The FY2016 Fiscal Picture
September 30th marked the end of fiscal year (FY) 2016 and the last full fiscal year of the Obama Administration. FY2016 produced more of the same – lackluster economic growth, higher spending, and another large increase in the national debt.
Show Me the Money
The top three sources of revenues in FY2016 were individual income taxes, payroll taxes, and corporate income taxes, respectively. Individual income taxes rose by less than 1 percent versus FY2015 and payroll taxes increased by 5 percent. Corporate income taxes fell by 13 percent, however, dropping to 1.6 percent of gross domestic product (GDP) – well below the 50-year average of 2.1 percent of GDP. Total revenues remained relatively flat from 2015 to 2016.
Houston, We Have a Spending Problem
Meanwhile, total Federal outlays increased by 4.5 percent versus FY2015. Interest on the debt, Social Security, and Federal health care programs – Medicare, Medicaid, Affordable Care Act (ACA) exchanges – represent the largest portions of the Federal budget and spending for each increased from 2015 to 2016. Interest payments on the debt rose a hefty 9 percent, while Medicare and Social Security rose by 4.9 percent and 3.3 percent, respectively.
Notably, the ACA has contributed to significant increases in spending. Over the past three years, Medicaid spending has skyrocketed by nearly 40 percent due to expanded enrollment and higher per-enrollee costs. Additionally, the rise in health insurance premiums has increased ACA subsidy payments.
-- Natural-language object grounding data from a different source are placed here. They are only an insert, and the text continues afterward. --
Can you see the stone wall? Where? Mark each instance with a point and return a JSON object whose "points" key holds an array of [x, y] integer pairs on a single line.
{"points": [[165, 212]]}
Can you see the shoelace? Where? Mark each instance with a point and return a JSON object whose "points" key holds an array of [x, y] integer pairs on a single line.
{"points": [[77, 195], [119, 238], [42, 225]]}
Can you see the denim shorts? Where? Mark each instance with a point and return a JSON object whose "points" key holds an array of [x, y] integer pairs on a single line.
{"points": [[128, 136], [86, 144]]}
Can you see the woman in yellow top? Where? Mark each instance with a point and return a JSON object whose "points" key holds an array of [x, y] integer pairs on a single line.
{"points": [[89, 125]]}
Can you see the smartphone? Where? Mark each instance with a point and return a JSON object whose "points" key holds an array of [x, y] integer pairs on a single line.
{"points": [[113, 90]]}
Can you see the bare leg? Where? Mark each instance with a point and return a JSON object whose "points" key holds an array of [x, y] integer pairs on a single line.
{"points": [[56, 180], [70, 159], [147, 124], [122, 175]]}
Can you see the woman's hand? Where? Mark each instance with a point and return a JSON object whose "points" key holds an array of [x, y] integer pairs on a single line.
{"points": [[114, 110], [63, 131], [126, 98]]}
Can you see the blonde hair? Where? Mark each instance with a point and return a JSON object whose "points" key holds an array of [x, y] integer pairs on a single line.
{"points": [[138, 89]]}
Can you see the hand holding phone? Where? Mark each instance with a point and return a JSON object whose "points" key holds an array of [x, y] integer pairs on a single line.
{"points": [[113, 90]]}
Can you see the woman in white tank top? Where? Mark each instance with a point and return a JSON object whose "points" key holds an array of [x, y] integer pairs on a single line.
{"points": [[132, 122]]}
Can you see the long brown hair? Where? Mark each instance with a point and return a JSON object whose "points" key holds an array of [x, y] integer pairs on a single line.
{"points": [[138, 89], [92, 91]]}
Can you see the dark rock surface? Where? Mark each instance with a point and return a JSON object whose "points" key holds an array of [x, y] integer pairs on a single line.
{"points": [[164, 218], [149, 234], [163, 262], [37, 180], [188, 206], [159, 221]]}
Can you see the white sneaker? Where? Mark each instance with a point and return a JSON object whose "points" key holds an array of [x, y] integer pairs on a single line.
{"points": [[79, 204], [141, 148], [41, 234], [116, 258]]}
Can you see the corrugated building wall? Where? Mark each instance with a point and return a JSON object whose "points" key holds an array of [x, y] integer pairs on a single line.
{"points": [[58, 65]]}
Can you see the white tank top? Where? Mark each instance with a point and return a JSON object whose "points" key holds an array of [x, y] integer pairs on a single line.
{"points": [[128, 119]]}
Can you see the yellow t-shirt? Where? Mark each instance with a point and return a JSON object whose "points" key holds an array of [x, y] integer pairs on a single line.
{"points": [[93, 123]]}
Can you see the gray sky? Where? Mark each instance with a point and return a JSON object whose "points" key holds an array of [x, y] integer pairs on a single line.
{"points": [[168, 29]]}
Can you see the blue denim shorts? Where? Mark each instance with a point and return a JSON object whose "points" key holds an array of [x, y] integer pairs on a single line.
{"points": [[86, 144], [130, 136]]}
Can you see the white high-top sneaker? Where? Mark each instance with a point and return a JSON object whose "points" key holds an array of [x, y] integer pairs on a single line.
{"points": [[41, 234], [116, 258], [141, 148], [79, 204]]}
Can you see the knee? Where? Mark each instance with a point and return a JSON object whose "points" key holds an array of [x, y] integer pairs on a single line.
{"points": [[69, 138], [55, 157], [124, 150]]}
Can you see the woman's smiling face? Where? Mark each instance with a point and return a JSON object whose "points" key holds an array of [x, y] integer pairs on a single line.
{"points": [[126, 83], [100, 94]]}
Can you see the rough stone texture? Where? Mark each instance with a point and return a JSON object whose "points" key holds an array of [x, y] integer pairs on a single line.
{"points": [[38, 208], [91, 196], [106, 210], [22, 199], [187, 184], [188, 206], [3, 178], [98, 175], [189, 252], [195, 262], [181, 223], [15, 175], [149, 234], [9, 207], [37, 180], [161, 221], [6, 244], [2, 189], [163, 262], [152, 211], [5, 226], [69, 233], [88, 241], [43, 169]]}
Unlike discretionary programs, spending for the programs mentioned above is mandatory and occurs automatically. Mandatory spending now consumes two-thirds of the budget and will grow to three-quarters of the budget within 10-years if current policies are maintained.
The Takeaway. The FY2016 results provide further evidence that the Federal Government’s fiscal policy remains on an unsustainable path. Deficits continue to grow, adding to the national debt, which now stands at almost $20 trillion. At the same time, the U.S. economy is underperforming, averaging just 2.0 percent real growth over the past six years, well below the U.S. historical average of roughly 3.0 percent. Policymakers should pursue positive, pro-growth solutions and advance sustainable fiscal policies.